How is diborane prepared ? Explain its structure .
[ With Diagram ]
Answers
Refer the attachment.
Answer:
Preparation of diborane :-
a) Industrial Method :-
1) In industries diborane is prepared by the reaction between Boran trifluoride ( BF3 ) and sodium hydride ( NaH )
2BF3 + 6NaH ==> B2H6 + 6NaF [ 450 k ]
b) Laboratory Method :-
2) It is prepared by treating Boran trifluoride with LiAlH4 in dry ether .
4BF3 + 3LiAlH4 ==> B2H6 + 3LiF + 3AlF3
Structure of diborane :-
Diborane ( B2H6 ) is an electron deficient compound .

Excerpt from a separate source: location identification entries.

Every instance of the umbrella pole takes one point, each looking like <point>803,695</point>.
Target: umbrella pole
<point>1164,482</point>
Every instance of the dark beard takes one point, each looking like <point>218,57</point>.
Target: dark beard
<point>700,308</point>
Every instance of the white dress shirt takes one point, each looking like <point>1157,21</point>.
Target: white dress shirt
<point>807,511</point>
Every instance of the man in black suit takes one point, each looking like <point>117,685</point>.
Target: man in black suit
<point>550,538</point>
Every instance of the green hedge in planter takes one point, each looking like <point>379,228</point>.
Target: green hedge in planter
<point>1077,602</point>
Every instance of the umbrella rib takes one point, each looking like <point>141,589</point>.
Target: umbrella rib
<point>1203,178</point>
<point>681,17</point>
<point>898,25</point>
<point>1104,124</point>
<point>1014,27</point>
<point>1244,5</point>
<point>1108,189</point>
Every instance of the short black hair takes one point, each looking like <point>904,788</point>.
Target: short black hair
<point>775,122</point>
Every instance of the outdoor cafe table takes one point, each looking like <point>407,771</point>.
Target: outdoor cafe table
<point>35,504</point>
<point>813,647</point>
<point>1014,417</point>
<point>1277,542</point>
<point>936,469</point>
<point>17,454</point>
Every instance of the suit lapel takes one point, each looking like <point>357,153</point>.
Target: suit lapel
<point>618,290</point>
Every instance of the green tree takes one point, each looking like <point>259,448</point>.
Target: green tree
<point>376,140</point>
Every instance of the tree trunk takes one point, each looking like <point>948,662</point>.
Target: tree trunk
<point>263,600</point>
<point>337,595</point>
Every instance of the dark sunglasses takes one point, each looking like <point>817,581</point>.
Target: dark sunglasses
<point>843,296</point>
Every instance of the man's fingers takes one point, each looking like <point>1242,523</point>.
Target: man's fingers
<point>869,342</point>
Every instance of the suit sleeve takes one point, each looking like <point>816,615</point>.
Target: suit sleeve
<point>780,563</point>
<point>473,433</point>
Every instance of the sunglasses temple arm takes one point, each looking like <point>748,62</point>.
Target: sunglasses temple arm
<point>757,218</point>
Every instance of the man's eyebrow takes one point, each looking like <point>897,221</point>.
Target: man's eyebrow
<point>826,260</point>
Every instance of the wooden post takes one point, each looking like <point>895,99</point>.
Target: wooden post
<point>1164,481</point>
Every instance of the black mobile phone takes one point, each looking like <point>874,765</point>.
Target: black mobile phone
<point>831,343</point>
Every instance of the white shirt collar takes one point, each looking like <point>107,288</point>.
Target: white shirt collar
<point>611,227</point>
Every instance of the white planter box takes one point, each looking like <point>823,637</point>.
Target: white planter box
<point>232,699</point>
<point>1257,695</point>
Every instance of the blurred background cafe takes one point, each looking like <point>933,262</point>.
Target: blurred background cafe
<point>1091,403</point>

In B2H6 the four hydrogens present in two BH2 groups are known as terminal hydrogen atoms ( Ht ) . The remaining two H-atoms are called bridged hydrogen atoms ( Hb ) .
In diborane the central atom is Boran .
Ground state Electronic configuration of Boran atom is 1s² , 2s² , 2p¹x , 2p0y , 2p0z
Excited state Electronic configuration of Boran atom is 1s² , 2s¹ , 2p¹x , 2p¹y , 2p0z [ sp³ hybridisation ] .

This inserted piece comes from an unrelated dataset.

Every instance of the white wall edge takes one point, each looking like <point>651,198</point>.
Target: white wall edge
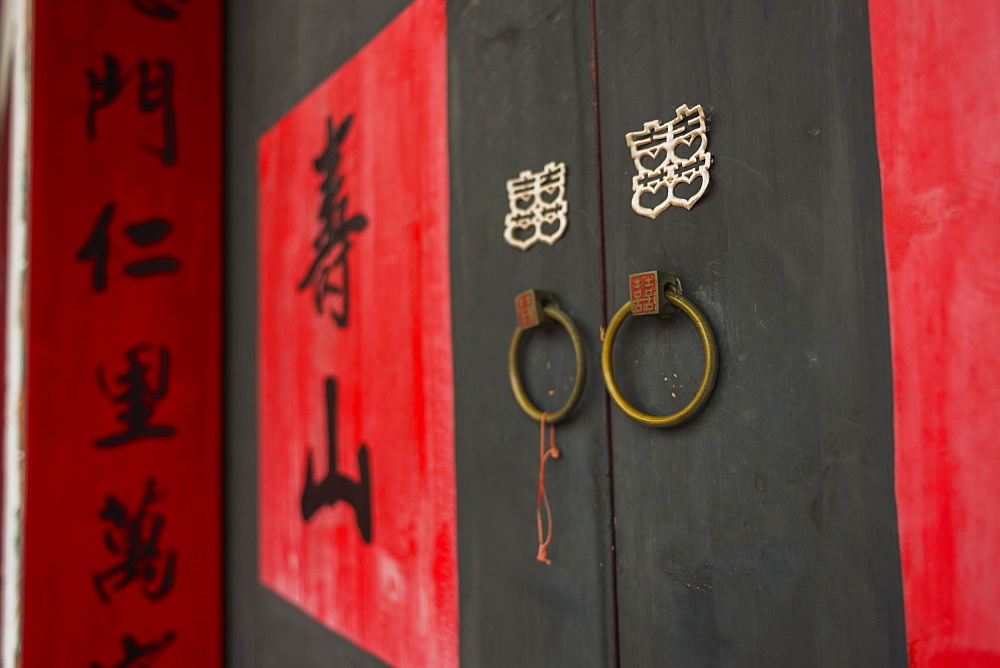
<point>17,47</point>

In excited state Boran atom undergoes sp³ hybridisation , as a result 4-sp³ hybrid orbitals are formed . Out of these four hybrid orbitals one hybrid orbital is vacant , the remaining are half filled orbitals .

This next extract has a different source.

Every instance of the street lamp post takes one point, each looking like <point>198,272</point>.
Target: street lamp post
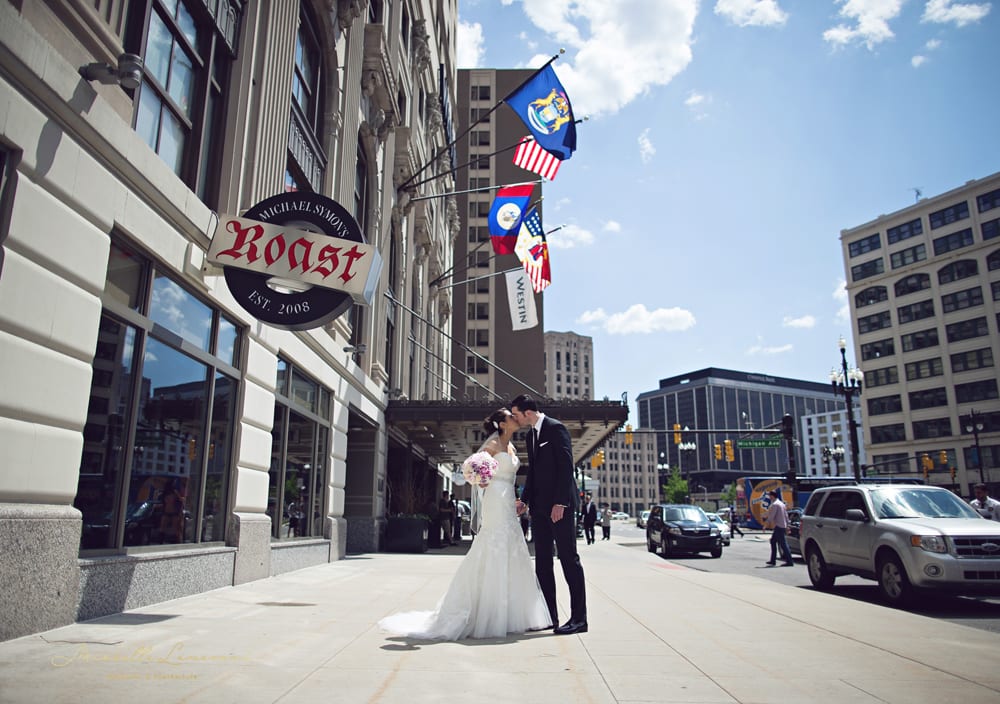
<point>974,425</point>
<point>848,382</point>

Each Boran atom makes two sigma bonds with 1s-orbital of hydrogen atom .
These bonds are called terminal bonds or 2-centered-2-electron bonds .
The two central Boran atoms makes two bridge bonds with the hydrogen atoms . In brigde bond formation the vacant sp³ hybrid orbital of one Boran atom and 1s orbital of hydrogen atom and half filled sp³ hybrid orbital of another Boran atom are participated. These bonds are known as B-H-B Bridge bonds or Banana bonds or 3-centered-2-electron bonds .
The B-H Terminal bonds lie in the same plane and the B-H-B Bridge bonds lie perpendicular to the plane of two BH3 groups .